A system is agent ready when non-human actors can act through it safely, predictably, and without interpretation.
If a human must infer intent, guess behaviour, or recover from ambiguity, the system is not agent ready.
The Core Rule
Agents require clarity, not intelligence.
They do not reason around gaps.
They execute within constraints.
Structural Requirements
An agent-ready system provides:
- Explicit inputs Actions are named, scoped, and versioned.
- Deterministic transformations The same input produces the same outcome, every time.
- Verifiable outputs Results are structured, observable, and auditable.
- Clear authority boundaries Who is acting, what they are allowed to do, and what they are forbidden to do is unambiguous.
- Enforced constraints Guardrails exist by design, not convention.
When these are present, agents become reliable operators rather than uncontrolled actors.
What This Is Not
Agent readiness is not:
- a chat interface
- an AI layer
- MCP support alone
- automation bolted onto a human-first system
Those may use an agent-ready system.
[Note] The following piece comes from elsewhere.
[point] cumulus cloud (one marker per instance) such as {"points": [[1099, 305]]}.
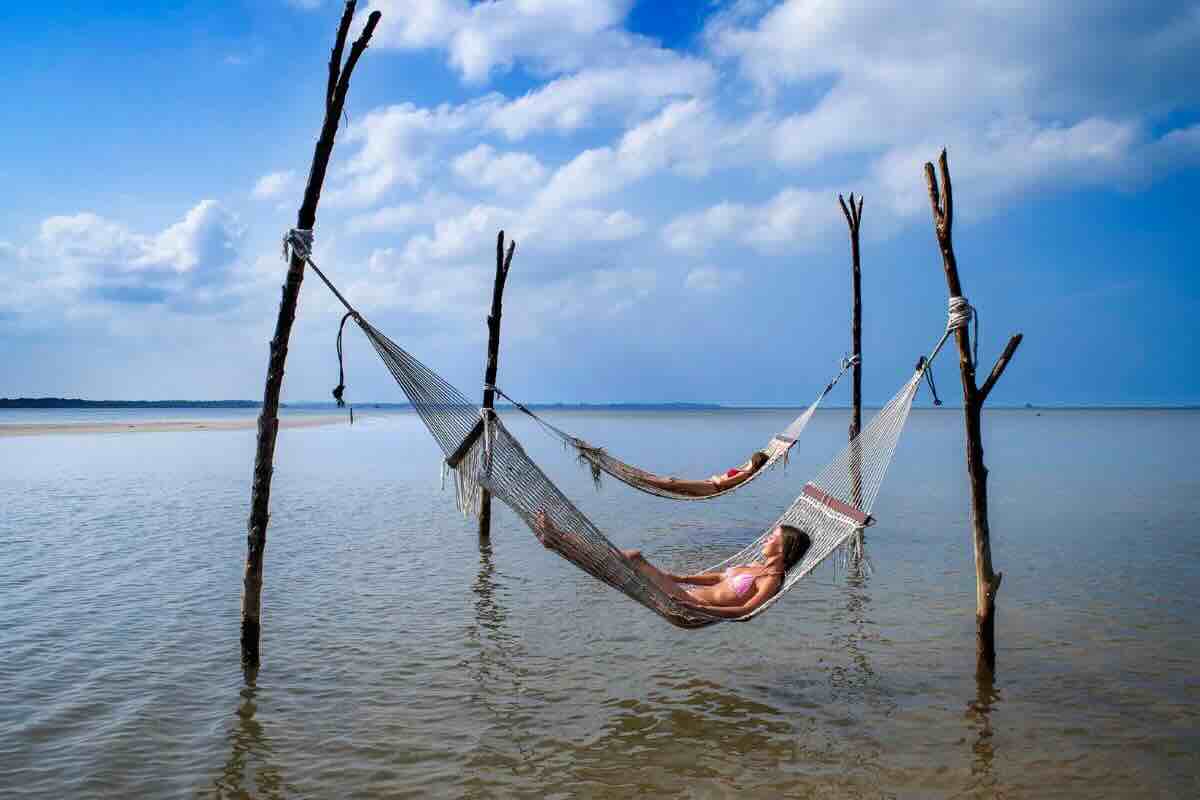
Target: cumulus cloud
{"points": [[397, 144], [552, 36], [791, 217], [502, 172], [84, 257], [636, 86]]}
They do not create one.
Why This Matters
We are shifting from systems that assist humans
to systems that act on their behalf.
Without agent readiness:
- behaviour becomes brittle
- safety is retrofitted
- trust erodes
With it:
- autonomy is bounded
- feedback loops are intact
- systems remain governable as complexity increases
Vault Position
Agent readiness is architectural hygiene.
Not optional.
Not a trend.
Not negotiable.
Design the system so agents can operate cleanly – or expect disorder to scale faster than capability.